I don't know quite how this got started, but I found this online website where you could analyse charts (with MACD, SMA, EMA) and kind of "play" some stocks historically. If you were "reading" the charts right you could consistently win, maybe, and bring up your capital. I don't remember the website, but it's not relevant to the story. Basically I spend (used to spent) a lot of time at work being bored.
That got me started on creating my own stock charts. I researched what software I could use for that, such as Excel or other tools. I tried various Java / JavaScript / other types of tools. I ended up with R. I think a module called quantmod. Well I worked on creating graphs and trying to see how to enter winning trades for a while. Then at some point I found something called quantstrat which is a module for R where they let you model quantitative strategies.
Basically R with quantstrat lets you download historical data for stocks or what not from Yahoo or Google and use whatever strategy you have programmed to invest this over the years.
Well that is kind of where I am at now, except that I think I found a strategy that is not too bad. I tried strategies where I would buy / sell stock very short term initially. That did not work out too well. I tried various indicators and variations of indicators and combinations thereof such as MACD, EMA, SMA, RSI, ATR, etc.. Then I switched to long term. I did find one long term strategy that was not too bad, but nothing impressive.
Now my latest strategy I'm pretty happy with. I would call it swing trading, but I'm not expert. I stay in stock anywhere from a few days to ... letting it ride for a long time with a trailing stop. It's swing trading because I buy when I think it's swinging up. I don't buy on the swing down. I don't short anything. I just stay long in stock that I think is doing good (or anyway the program thinks so). By the way I buy on market open because that's how quantstrat works the way I model things and I have a day job anyway.
Having said that it's all paper.

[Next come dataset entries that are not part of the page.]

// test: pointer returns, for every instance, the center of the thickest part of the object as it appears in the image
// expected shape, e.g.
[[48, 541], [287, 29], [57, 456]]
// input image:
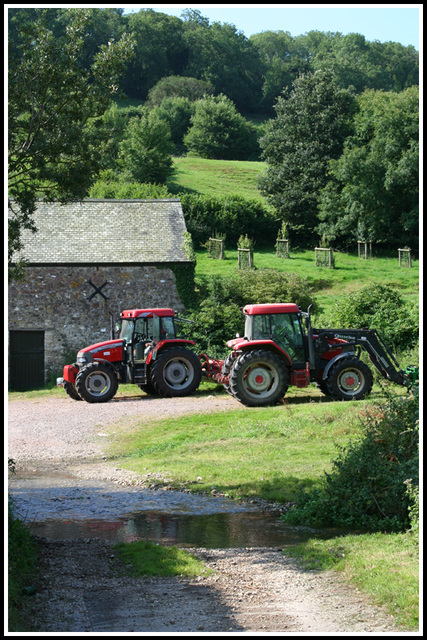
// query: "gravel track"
[[80, 589]]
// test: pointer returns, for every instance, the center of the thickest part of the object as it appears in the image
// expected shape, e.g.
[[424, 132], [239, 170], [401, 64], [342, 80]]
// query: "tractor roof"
[[147, 313], [262, 309]]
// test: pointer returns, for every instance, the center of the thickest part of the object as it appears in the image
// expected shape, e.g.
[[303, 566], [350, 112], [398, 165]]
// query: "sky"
[[383, 22]]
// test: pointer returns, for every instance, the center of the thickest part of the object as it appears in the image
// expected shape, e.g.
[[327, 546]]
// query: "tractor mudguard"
[[173, 342], [249, 345], [70, 373]]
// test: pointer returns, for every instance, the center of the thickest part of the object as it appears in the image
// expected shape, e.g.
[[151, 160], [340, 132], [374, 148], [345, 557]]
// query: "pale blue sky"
[[383, 22]]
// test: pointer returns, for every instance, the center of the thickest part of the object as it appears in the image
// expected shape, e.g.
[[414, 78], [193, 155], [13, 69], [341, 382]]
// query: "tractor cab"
[[143, 329], [275, 325]]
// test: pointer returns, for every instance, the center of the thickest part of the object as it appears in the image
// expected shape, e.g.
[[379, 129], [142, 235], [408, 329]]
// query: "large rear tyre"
[[176, 372], [70, 390], [96, 382], [349, 379], [259, 378], [226, 369]]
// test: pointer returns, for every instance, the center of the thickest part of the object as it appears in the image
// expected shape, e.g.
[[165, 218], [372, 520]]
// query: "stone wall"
[[61, 302]]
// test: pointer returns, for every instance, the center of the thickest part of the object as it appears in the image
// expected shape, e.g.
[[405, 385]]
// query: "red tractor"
[[277, 352], [146, 352]]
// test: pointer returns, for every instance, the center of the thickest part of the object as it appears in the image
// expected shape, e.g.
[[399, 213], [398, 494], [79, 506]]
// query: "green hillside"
[[216, 177]]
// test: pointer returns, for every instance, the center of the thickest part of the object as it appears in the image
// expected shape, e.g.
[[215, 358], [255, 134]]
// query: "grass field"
[[328, 285], [216, 177]]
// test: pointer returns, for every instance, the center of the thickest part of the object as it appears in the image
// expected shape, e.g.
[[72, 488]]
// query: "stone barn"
[[88, 261]]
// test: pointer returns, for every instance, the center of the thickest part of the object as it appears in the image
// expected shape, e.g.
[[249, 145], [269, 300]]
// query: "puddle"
[[61, 507]]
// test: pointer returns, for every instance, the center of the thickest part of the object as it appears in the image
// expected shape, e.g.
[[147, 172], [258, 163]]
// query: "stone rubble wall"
[[56, 300]]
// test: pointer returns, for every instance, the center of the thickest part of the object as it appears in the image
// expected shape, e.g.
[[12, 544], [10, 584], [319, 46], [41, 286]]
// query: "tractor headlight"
[[84, 358]]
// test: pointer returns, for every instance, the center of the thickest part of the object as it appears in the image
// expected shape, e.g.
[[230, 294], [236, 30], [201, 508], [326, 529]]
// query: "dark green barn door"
[[26, 365]]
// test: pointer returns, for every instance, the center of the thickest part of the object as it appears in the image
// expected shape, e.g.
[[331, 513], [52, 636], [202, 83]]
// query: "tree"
[[312, 122], [51, 98], [145, 153], [159, 51], [178, 87], [219, 132], [177, 112], [224, 57], [374, 185]]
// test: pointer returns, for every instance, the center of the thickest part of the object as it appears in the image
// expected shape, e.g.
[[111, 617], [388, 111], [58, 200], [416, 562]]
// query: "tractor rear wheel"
[[70, 390], [349, 379], [97, 382], [226, 368], [176, 372], [259, 378]]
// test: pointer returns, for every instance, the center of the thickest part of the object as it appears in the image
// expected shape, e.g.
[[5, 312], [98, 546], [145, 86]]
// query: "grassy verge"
[[22, 559], [385, 566], [269, 453], [145, 558]]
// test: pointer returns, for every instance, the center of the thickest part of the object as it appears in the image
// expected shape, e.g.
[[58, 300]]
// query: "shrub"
[[379, 307], [217, 316], [368, 486], [228, 215], [109, 186]]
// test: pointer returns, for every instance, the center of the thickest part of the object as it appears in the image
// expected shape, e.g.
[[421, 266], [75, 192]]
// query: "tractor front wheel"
[[96, 382], [349, 379], [176, 372], [259, 378], [70, 390]]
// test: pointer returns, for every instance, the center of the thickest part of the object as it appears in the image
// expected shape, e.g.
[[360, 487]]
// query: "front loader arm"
[[378, 352]]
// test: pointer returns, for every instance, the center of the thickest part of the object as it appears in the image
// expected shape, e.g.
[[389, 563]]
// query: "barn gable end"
[[87, 262]]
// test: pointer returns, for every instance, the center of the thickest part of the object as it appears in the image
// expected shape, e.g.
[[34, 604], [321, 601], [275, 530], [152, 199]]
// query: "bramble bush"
[[380, 307], [230, 215], [374, 480]]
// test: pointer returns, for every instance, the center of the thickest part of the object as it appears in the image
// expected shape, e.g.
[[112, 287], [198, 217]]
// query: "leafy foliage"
[[367, 488], [380, 307], [145, 153], [219, 132], [205, 215], [51, 97], [374, 184], [312, 123], [178, 87], [216, 314]]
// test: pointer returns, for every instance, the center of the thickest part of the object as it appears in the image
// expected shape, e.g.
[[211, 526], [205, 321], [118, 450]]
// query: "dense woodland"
[[334, 117]]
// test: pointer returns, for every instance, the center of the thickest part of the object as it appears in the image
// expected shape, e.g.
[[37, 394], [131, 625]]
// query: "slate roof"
[[106, 232]]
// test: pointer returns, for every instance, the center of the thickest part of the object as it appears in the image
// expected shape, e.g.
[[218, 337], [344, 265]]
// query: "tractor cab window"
[[167, 328], [286, 332], [261, 327], [126, 331]]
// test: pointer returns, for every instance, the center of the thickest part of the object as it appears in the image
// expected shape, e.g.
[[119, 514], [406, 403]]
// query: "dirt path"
[[81, 588]]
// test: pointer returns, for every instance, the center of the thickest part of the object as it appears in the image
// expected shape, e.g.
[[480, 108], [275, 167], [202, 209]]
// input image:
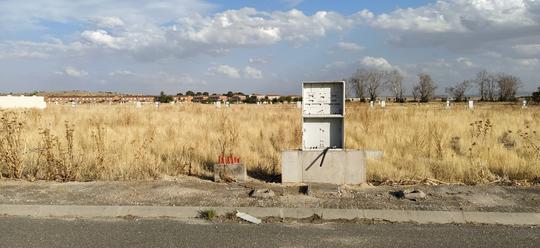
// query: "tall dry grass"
[[102, 142]]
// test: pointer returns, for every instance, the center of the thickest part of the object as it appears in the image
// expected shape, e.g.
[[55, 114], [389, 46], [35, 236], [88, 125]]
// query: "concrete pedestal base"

I tried paper trading with Interactive Brokers. Happy with the experience over all, except that it's not accurate on paper. They don't have OPG (buy on open) for paper trading accounts and somehow my SELL LMT was being hit while actual stock never got that high that day, so I was making a lot of profit very quickly, which was definitely not realistic. I think that's how the paper accounts work.
I'm in a real account now, funded it with 42K USD (well my wife). I'm testing with 4K out of that 42K right now. One trade / stock is 200USD, so I can trade 20 at a time until I start losing or gaining.
That's where things are right now.
Oh and I don't look at graphs personally. I select stocks from all stocks on NYSE using a script. Then I do some extra selections (based on volume, etc..) and I end up with like 1600 stocks. I let my script take a random selection of those and run analysis and show me what trades it wants to enter. So it's all a script (R with quantstrat) and no emotion (I hope) until I start losing big I guess ;-)
First day of trading I entered like 7 stocks. I exited 2 automatically the first day (because of the stop). I bought another 6-7 today. I think it takes like a week or a little more for me to be "all-in", which means all the cash will be in the market around that time. Anyway it's just 4k right now.
I have huge hopes for my strategy, but well my strategy looks too good to be true. Basically no drawdowns (yearly) for last 16 years and very high annual return. But that's fine too right, if my real trading shows significant differences with what my program is showing me I can try to fix it and go back to the old drawing board. With my trailing stops my losses can't get very huge fast anyway unless I keep re-investing, unless market loses a lot overnight in all stocks.